Let $\beta=\{w_1,w_2,\ldots,w_k\}$ and $\gamma=\{x_1,x_2,\ldots,x_m\}$ be the bases for $W$ and $W^\perp$, respectively. It suffices to show that
$$\beta\cup\gamma=\{w_1,w_2,\ldots,w_k,x_1,x_2,\ldots,x_m\}$$
is a basis for $V$.
Given $v\in V$, then it is well-known that $v=v_1+v_2$ for some $v_1\in W$ and $v_2\in W^\perp$. Also because $\beta$ and $\gamma$ are bases for $W$ and $W^\perp$, respectively, there exist scalars
$a_1,a_2,\ldots,a_k,b_1,b_2,\ldots,b_m$ such that
$v_1=\displaystyle\sum_{i=1}^ka_iw_i$ and $v_2=\displaystyle\sum_{j=1}^mb_jx_j$. Therefore
$$v=v_1+v_2=\sum_{i=1}^ka_iw_i+\sum_{j=1}^mb_jx_j,$$
which follows that $\beta\cup\gamma$ generates $V$. Next, we show that
$\beta\cup\gamma$ is linearly independent. Given
$c_1,c_2,\ldots,c_k,d_1,d_2,\ldots,d_m$ such that
$\displaystyle\sum_{i=1}^kc_iw_i+\sum_{j=1}^md_jx_j={\it 0}$, then
$\displaystyle\sum_{i=1}^kc_iw_i=-\sum_{j=1}^md_jx_j$. It follows that
$$\sum_{i=1}^kc_iw_i\in W\cap W^\perp\quad\mbox{and}\quad
\sum_{j=1}^md_jx_j\in W\cap W^\perp.$$
But since $W\cap W^\perp=\{{\it 0}\,\}$ (gievn $x\in W\cap W^\perp$,
we have $\langle x,x\rangle=0$ and thus $x={\it 0}\,$), we have
$\displaystyle\sum_{i=1}^kc_iw_i=\sum_{j=1}^md_jx_j={\it 0}$. Therefore
$c_i=0$ and $d_j=0$ for each $i,j$ becasue $\beta$ and $\gamma$ are bases
for $W$ and $W^\perp$, respectively.

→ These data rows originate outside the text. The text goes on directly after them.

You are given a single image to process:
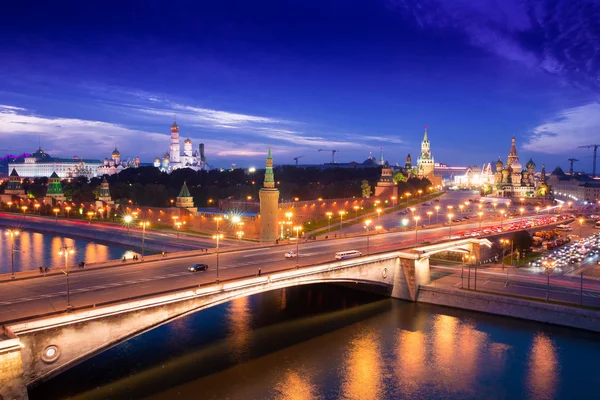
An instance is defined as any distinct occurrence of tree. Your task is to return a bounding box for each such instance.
[512,231,533,254]
[360,179,372,198]
[393,171,406,183]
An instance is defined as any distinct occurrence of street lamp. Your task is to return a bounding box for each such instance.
[58,244,75,310]
[87,211,94,225]
[294,225,302,268]
[213,233,223,283]
[5,229,20,279]
[339,210,346,231]
[413,215,421,243]
[519,207,525,222]
[140,221,150,261]
[326,211,333,236]
[365,219,373,255]
[123,214,133,235]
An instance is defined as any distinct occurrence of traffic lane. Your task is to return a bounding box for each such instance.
[430,268,600,306]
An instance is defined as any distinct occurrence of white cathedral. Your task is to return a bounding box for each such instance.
[154,121,207,173]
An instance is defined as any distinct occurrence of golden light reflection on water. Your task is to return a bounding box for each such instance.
[274,370,319,400]
[527,333,558,399]
[227,297,252,362]
[342,330,383,400]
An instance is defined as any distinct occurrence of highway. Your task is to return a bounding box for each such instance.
[0,214,600,322]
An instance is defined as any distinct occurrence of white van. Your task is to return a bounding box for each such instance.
[335,250,362,260]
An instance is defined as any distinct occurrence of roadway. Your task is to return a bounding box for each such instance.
[0,214,600,321]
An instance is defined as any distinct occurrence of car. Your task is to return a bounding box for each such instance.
[285,251,298,258]
[188,264,208,272]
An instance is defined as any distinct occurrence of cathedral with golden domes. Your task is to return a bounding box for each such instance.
[492,137,535,197]
[154,121,207,173]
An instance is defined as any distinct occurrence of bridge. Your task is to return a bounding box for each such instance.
[0,239,491,399]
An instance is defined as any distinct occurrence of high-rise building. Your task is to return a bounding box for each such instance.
[258,146,279,242]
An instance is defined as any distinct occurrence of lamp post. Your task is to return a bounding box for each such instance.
[140,221,150,261]
[123,214,133,236]
[365,219,373,255]
[58,244,75,310]
[294,225,302,268]
[413,215,421,243]
[213,233,223,283]
[87,211,94,225]
[5,229,20,279]
[326,211,333,236]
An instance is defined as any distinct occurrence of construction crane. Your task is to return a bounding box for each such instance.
[578,144,600,178]
[319,149,339,164]
[294,154,304,167]
[567,158,579,175]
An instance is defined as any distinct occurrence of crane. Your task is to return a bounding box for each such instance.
[294,154,304,167]
[578,144,600,178]
[567,158,579,175]
[319,149,339,164]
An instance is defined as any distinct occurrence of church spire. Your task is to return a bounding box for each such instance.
[263,145,275,188]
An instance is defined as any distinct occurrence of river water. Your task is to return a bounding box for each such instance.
[30,285,600,400]
[0,226,145,274]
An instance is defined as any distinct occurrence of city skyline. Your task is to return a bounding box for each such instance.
[0,0,600,172]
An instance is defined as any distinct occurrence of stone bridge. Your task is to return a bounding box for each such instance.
[0,239,491,399]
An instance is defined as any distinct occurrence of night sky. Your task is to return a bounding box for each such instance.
[0,0,600,171]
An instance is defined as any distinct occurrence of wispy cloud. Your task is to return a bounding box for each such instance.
[523,103,600,154]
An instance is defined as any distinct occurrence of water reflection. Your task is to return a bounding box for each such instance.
[0,227,146,274]
[342,328,383,400]
[527,332,558,399]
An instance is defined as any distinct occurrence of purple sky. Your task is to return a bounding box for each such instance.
[0,0,600,171]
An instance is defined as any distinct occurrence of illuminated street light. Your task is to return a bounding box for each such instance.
[294,225,302,268]
[58,244,75,310]
[213,233,223,283]
[140,221,150,261]
[5,229,21,279]
[365,219,373,255]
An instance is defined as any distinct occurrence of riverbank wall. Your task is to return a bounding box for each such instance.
[417,286,600,332]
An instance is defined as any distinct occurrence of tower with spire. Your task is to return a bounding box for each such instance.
[258,146,279,242]
[46,171,66,201]
[169,118,181,163]
[417,127,435,183]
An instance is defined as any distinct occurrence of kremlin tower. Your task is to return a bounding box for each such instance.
[258,146,279,242]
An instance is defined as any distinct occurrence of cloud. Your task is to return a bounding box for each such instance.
[523,102,600,154]
[388,0,600,90]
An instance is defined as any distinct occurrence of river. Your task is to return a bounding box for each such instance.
[0,226,146,274]
[30,285,600,400]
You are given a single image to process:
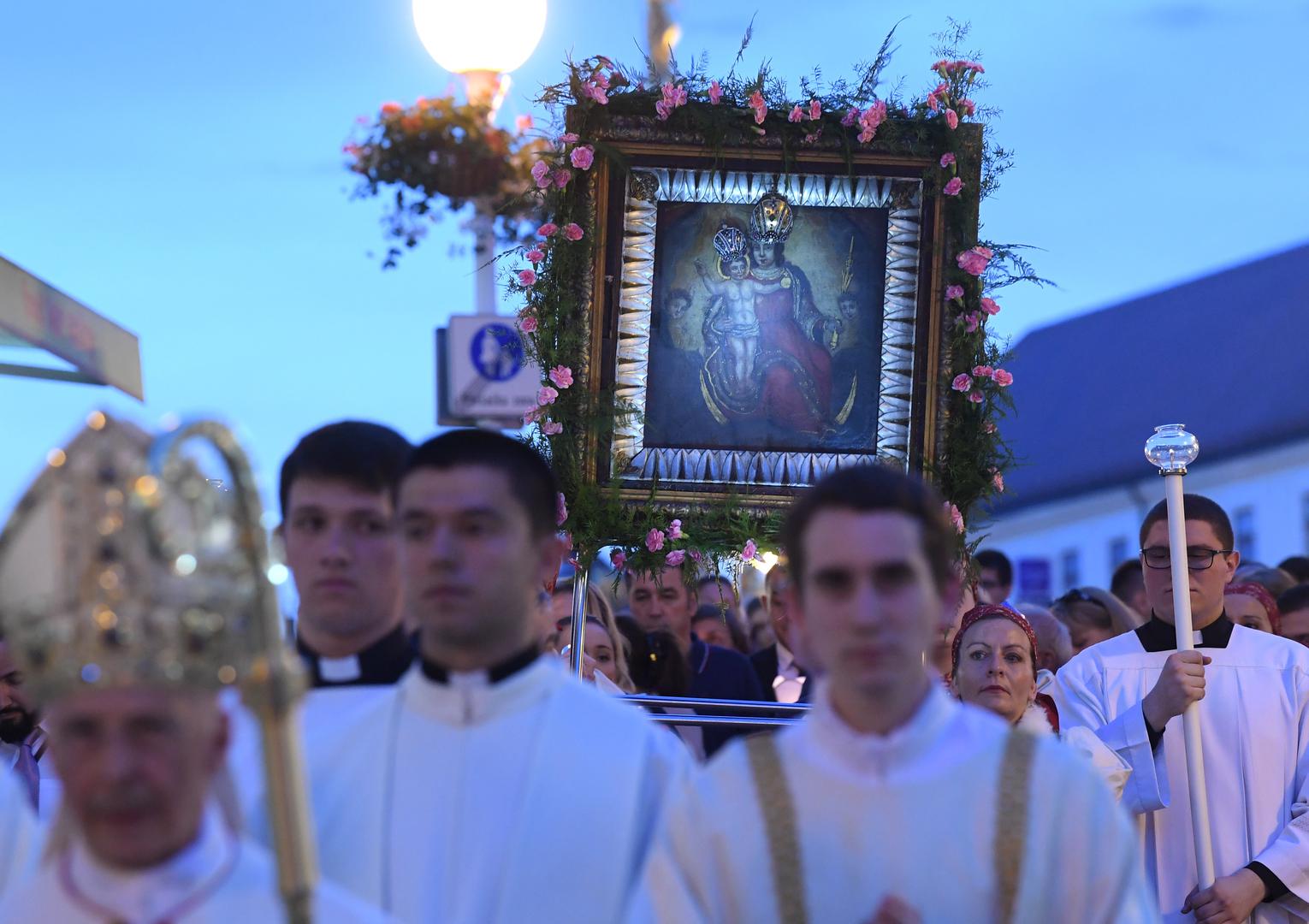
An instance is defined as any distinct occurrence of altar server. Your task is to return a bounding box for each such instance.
[1055,495,1309,924]
[0,415,385,924]
[631,466,1154,924]
[252,430,689,924]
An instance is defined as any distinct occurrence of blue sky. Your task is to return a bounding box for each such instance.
[0,0,1309,511]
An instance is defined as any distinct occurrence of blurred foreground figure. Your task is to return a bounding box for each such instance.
[1054,495,1309,924]
[632,466,1154,924]
[0,415,383,924]
[252,430,689,924]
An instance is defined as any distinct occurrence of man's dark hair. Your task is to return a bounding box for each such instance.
[277,420,411,518]
[1277,555,1309,583]
[1140,495,1240,551]
[400,429,559,538]
[1109,559,1146,601]
[973,548,1013,588]
[1277,583,1309,615]
[780,465,957,588]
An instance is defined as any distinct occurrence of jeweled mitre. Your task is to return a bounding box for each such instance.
[0,412,264,699]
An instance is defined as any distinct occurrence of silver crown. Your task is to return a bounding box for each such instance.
[0,411,271,699]
[750,192,796,244]
[714,225,750,260]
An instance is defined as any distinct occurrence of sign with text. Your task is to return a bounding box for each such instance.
[440,314,541,427]
[0,258,144,400]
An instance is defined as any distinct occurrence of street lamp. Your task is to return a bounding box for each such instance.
[413,0,546,314]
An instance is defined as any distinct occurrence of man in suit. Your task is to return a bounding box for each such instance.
[750,563,810,702]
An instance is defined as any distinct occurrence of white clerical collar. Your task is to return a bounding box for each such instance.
[400,657,566,725]
[806,679,961,776]
[60,805,238,921]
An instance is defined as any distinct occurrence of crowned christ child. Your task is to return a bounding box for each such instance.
[695,225,781,393]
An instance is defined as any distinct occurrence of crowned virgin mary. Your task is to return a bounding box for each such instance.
[701,192,842,435]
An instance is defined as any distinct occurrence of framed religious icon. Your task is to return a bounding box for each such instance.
[588,126,980,504]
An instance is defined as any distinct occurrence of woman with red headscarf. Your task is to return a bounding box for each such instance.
[951,603,1131,797]
[1223,581,1282,635]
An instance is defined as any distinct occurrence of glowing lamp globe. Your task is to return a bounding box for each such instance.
[413,0,546,74]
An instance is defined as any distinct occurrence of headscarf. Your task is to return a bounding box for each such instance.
[951,603,1037,677]
[1223,581,1282,635]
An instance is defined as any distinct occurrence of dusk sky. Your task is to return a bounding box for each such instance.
[0,0,1309,511]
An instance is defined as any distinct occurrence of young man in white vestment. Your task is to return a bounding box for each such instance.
[630,466,1154,924]
[0,415,386,924]
[1054,495,1309,924]
[254,430,689,924]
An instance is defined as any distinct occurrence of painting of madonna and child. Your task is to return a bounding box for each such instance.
[644,193,887,452]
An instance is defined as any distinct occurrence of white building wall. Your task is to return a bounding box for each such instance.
[979,438,1309,602]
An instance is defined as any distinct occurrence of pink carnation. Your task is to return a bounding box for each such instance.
[945,501,965,536]
[550,365,572,388]
[568,144,595,170]
[954,246,993,276]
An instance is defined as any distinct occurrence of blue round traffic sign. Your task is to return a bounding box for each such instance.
[469,323,524,382]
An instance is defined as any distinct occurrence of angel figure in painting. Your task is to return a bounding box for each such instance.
[695,225,781,394]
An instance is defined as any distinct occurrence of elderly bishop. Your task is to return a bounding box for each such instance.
[0,413,386,924]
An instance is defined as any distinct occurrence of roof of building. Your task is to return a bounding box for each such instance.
[995,245,1309,513]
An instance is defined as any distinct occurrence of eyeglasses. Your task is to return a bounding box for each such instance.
[1141,546,1235,571]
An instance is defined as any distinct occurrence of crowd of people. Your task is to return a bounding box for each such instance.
[0,422,1309,924]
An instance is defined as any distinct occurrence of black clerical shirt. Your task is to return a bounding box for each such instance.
[296,625,417,689]
[1136,613,1289,902]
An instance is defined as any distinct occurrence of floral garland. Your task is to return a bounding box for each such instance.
[351,30,1045,580]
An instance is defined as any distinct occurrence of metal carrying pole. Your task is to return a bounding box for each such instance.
[1146,424,1215,889]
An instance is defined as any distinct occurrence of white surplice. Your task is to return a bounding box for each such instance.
[0,808,388,924]
[250,658,690,924]
[1054,625,1309,924]
[0,767,44,907]
[630,680,1156,924]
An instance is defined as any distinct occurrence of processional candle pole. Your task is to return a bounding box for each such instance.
[1146,424,1215,889]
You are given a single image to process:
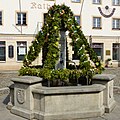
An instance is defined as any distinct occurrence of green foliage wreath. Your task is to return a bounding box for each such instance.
[20,4,102,85]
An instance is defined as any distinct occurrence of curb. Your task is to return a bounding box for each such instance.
[0,87,10,96]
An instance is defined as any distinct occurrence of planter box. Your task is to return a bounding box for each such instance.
[92,74,116,113]
[9,76,105,120]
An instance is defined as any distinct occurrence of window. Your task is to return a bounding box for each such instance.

Hence we conclude that $\beta\cup\gamma$ is linearly independent.
Best Answer
the orthogonal space is the null space of the system. Nullity +rank =n. Now nullity is n minus row rank once we look at the reduced echelon form of the system. Row rank is just dimension of our original subspace.